Hi all,
Well its been a long time since ive been on here.
I was wondering if anyone could give me some advice?
I have been seeing this guy for about 5 months. I've been in quite a few relationships, but this one is the best ive ever been in! Sex has been great we were seeing each other twice or three times a week. We live about hal f an hours drive away from each other. As i dont drive, he didnt mind coming up for me rather than me catch the bus.
Now all of a sudden, he has decided that its seemed to have been all one sided. I've before a few times have offered to go on the bus or say i give some money towards petrol. He's worried about money as he plans to do a lot of motorbike racing next year and he hasnt been able to do it the past few years. I have said if you give me a chance, i will show you that i will keep to my promises and give you money for petrol sometimes and go by bus. Another problem is that i live with my parents and my mum doesnt believe he should sleep in my bed, alothough i sleep in his.But he hasnt given me proper answers! And as i suffer from anxiety, i once called him everything under the sun! and i apologised. And then he said he's got no feelings for me.
I find that hard to believe, we use to text all through the day everyday etc, say we love each other. I don't know whats changed. and when he was worried about it all he was crying down the phone to me saying i dunno's. I dont think hes got another girl as hes not the type and only had one girlfriend before me. But i think its just his parents as when i was at his i heard his mum saying something 'you cant afford it'. He's 27 yrs of age for goodness sake! We have had a conversation after a few days of me not texting him so i gave him breathing space. i asked him would you like to meet and chat, and he said not just yet..so thats not really a no. Then i gave it another few days to say hi how are you, and no answer.
Going to work has helped me, but this morning i woke up crying and shaking with this anxiety. ![](upload://f8zGclFeQx35HwZLqJ7J1rFzQ0n.gif) even work can see im not right. Just as well dr has given me chill pills!
So about me sending him a gift, not sure if i should. I know there is something that he been looking for for a while. But i thought maybe sending him a gift will be better than just phoning and texting show him that im not so selfish as he thinks. But there again he might think im a bit stalkerish and if he dont reply i might feel worse? But if i dont get a reply i should just know to leave it at that. It be like a man sending a woman flowers init.
Its been about 2 weeks since the start of the arguement. I asked him if he gonna dump me say so and do it preferably to my face but he hasnt even done that. Not sure how much longer i can wait before i go potty and call him things again!
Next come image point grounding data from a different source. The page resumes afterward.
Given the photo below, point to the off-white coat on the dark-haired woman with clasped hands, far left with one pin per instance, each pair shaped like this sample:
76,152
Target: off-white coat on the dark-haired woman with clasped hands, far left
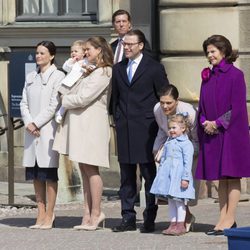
38,105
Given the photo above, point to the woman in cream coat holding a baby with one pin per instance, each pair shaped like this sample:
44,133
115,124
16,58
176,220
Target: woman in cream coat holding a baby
85,132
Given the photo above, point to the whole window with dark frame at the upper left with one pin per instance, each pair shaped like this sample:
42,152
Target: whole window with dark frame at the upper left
56,10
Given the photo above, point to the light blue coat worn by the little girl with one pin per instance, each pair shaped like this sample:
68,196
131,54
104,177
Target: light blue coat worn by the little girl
175,165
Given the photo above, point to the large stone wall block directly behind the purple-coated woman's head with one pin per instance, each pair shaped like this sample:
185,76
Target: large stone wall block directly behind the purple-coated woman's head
184,30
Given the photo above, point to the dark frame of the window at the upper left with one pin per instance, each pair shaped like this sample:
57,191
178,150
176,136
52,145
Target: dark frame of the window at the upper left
61,16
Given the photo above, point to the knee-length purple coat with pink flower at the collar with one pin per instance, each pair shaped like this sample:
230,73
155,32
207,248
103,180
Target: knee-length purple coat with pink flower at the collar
223,99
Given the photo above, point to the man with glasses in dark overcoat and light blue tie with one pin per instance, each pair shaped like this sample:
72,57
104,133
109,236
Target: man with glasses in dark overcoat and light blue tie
135,83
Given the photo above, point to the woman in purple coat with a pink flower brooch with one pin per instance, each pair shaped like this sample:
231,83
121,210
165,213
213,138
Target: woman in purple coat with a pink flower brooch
223,128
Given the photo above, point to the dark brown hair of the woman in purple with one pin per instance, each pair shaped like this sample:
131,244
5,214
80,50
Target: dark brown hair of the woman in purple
223,45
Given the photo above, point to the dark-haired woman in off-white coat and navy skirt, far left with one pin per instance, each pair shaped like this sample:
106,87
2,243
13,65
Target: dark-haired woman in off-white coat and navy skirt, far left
38,106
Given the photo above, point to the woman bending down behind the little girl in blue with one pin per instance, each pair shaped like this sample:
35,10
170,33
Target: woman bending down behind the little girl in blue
169,105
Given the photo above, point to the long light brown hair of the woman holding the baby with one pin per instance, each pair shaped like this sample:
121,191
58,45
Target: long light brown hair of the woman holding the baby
106,54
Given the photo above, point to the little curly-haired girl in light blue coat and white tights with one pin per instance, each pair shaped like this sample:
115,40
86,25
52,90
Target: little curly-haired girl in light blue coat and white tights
174,177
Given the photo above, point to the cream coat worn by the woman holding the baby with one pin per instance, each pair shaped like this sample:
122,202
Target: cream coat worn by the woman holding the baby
85,133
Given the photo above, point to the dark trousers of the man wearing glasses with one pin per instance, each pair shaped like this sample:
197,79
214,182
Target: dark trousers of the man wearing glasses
128,192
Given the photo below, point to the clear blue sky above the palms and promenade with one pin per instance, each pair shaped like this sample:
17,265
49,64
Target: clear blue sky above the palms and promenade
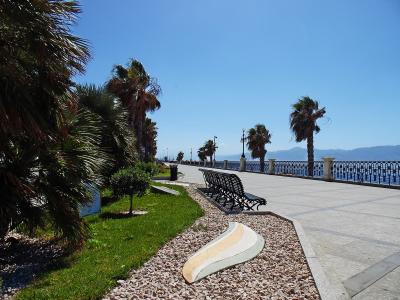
226,65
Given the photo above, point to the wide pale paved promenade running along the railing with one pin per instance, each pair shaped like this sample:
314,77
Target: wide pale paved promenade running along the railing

I need to talk to him as i can say he can sleep on the bedroom floor like he suggested (i didnt really like the idea) but it might mean break from his parents and his parents wanna break from him too. and say the fact he has been the best boyfriend so far and that hes not all them things i had called him at all, he just dont know what he wants.
Thats probably a lot to read there, sorry and thanks for listening!